SHANGHAI stocks dropped in the afternoon after a two-day rally amid reports that new lending by China's top four banks fell significantly in November, stoking fears about a year-end liquidity crunch.

The Shanghai Composite Index shed 0.13 percent to 2,029.24 points today with a turnover of 58.5 billion yuan (US$9.3 billion).

China's "big four" banks - ICBC, China Construction Bank, Agricultural Bank of China and Bank of China - extended 168 billion yuan of new loans in November, down sharply from 220 billion yuan in the previous month, the 21st Century Business Herald reported today, citing an unnamed source in one of the banks.

The combined lending by the "big four" normally accounts for 30 percent to 40 percent of China's total lending.

"The A-share market performed worse than expected," Guotai Junan Securities said today at a conference in Guangzhou. "This year's fairly robust bond market has grown at the expense of stock market liquidity, which is compounded by a sluggish supply of bank credits."
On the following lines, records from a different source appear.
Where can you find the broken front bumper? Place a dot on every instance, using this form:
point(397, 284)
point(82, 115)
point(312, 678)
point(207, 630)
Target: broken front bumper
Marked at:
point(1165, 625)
Most lenders extended the rally from yesterday despite the concerns over market liquidity. The whole sector edged up 1 percent on average.

ICBC, the world's biggest bank by assets, gained 0.5 percent to 3.92 yuan. Huaxia Bank, the Beijing-based lender that was accused of not repaying wealth management products sold in Jiading, Shanghai, added 1.4 percent to 8.59 yuan. Shanghai Pudong Development Bank edged up 0.1 percent to 7.89 yuan.